Historical producer Ferrari has lowered dosage across its range for years as well. Its Dosaggio Zero cuvée is the result of years of experimentation. The wine is scheduled to roll out in the U.S. during 2021.
Click here for the latest reviews of Trento sparkling wines.
This is another celebrated denomination for metodo classico bubbles made primarily with Chardonnay and Pinot Nero. Located in Lombardy, the area is also home to some of the first dosaggio zero bottlings in Italy.
“In my experience, there’s definitely more interest in drier wines, and in particular from small producers,” says Silvano Brescianini, executive vice president of Barone Pizzini, and president of the local consortium. “Few realize that here in Franciacorta, we’re practically all ‘growers.’ ”
The label’s first Dosaggio Zero was 2006 Nature.
According to Brescianini, ideal grape maturation isn’t an issue in Northern Italy, but “increased know-how in grape pressing in the last decade has allowed us to have wines with greater elegance and finesse.”
Click here for the latest reviews of Franciacorta.
Italy’s metodo classico tradition was born in the 1800s in this part of Piedmont, thanks to its proximity to France. Production declined in the 1970s, but it began to rebound in in the mid-1990s and culminated the 2002 creation of the Alta Langa denomination.
Besides the skill of the winemakers, many of whom also make Barolo and Barbaresco, the zone’s hilly terrain and calcareous soils are ideal for Pinot Nero and Chardonnay in its Alta Langa bubbles, which are always vintage dated.
“Ten years ago, we decided to create our 100 Mesi Pas Dosé Riserva to make a wine really expressive of the territory and destined to be appreciated with food,” says Enrico Viglierchio, managing director of Banfi, which has holdings in Piedmont and Tuscany.
The company’s Cuvée Aurora Pas Dosé 100 Mesi Riserva will be imported into the U.S. in 2021.
Click here for the latest reviews of Alta Langa.

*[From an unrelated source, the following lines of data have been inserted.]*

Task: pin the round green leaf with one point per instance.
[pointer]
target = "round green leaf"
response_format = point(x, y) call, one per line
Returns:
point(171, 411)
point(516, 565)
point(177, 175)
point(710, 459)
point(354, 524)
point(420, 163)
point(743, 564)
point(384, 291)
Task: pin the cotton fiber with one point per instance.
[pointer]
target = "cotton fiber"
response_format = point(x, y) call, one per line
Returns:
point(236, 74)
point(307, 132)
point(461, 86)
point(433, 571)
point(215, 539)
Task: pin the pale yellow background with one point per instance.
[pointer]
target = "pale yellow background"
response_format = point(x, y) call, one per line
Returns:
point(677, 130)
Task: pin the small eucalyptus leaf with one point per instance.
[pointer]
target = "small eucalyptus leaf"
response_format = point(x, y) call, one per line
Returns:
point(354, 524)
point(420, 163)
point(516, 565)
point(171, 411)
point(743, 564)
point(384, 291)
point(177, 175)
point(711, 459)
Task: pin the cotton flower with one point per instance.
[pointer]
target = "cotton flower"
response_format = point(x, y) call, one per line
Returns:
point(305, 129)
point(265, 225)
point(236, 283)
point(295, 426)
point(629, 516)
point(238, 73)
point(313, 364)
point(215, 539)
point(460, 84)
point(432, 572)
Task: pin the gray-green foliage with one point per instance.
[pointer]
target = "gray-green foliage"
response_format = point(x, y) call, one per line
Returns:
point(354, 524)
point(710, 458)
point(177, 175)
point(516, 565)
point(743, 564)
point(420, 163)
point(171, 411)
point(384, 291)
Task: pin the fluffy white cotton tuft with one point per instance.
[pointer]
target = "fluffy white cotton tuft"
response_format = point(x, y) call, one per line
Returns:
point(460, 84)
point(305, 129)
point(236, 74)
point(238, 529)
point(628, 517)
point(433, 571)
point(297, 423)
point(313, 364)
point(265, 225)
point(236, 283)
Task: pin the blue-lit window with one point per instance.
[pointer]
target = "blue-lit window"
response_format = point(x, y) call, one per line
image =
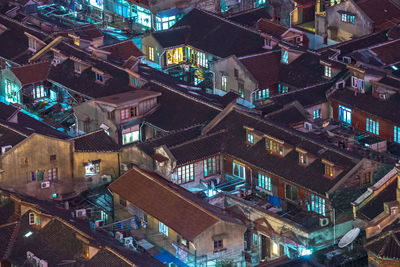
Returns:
point(264, 181)
point(317, 205)
point(372, 126)
point(285, 57)
point(316, 114)
point(282, 89)
point(344, 114)
point(250, 137)
point(396, 134)
point(162, 228)
point(262, 94)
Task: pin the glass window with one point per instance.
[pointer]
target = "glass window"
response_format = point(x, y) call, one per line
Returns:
point(223, 83)
point(239, 170)
point(396, 134)
point(264, 181)
point(291, 192)
point(162, 228)
point(185, 174)
point(212, 165)
point(344, 114)
point(285, 57)
point(130, 137)
point(372, 126)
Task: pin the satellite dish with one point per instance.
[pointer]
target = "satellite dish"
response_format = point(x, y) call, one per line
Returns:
point(349, 237)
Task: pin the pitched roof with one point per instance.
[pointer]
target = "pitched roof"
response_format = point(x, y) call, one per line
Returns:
point(171, 204)
point(251, 16)
point(270, 27)
point(172, 37)
point(386, 246)
point(263, 67)
point(385, 109)
point(97, 141)
point(122, 51)
point(218, 36)
point(384, 13)
point(32, 73)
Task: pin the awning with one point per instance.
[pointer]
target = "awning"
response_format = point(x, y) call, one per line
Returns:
point(165, 258)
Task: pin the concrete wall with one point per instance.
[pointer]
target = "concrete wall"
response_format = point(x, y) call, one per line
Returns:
point(108, 163)
point(226, 67)
point(233, 241)
point(33, 154)
point(342, 31)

This little-known denomination in Veneto has a cult following among sparkling wine fans for its metodo classico. Made with the native Durella grape, cultivated in volcanic soils, these linear wines have firm acidity and razor-sharp clarity as well as ripe fruit.
Because it’s highly acidic, “Durella is one of the very few grapes that at full maturation is perfect for sparkling wine production,” says Giacomo Danese, head of international sales at Corte Moschina.
To best interpret the marked mineral notes in wines from the area, Durello producers often lower dosage or skip it altogether.
“In the last few years, we’ve seen a big change in American palates,” says Danese. “They no longer want exaggerated softness, but are seeking dry wines and dosaggio zero.”
Click here for the latest reviews of Lessini Durello.
Located in the extreme point of Lombardy in the province of Pavia, the lovely hills south of the Po River have a long history of winemaking. It’s also Italy’s Pinot Nero stronghold, and the grape has been planted here since the early 1800s, when the area was under Napoleon’s French occupation.
By the start of the early 1900s, the growing zone was already making significant amounts of traditional-method sparkling wines from Pinot Nero, and it remains the backbone of the Oltrepò Pavese Metodo Classico DOCG (Denominazione di Origine Controllata e Garantita).
For the straight versions or entry-level offerings, Pinot Nero must be 70% of the final blend. Even though this figure climbs to a minimum of 85% for varietal wines labeled as Oltrepò Pavese Metodo Classico DOCG Pinot Nero, many producers exclusively use the grape, turning out wines with an intriguing blend of elegance and austerity. The dosaggio zero bottlings are racy and loaded with finesse.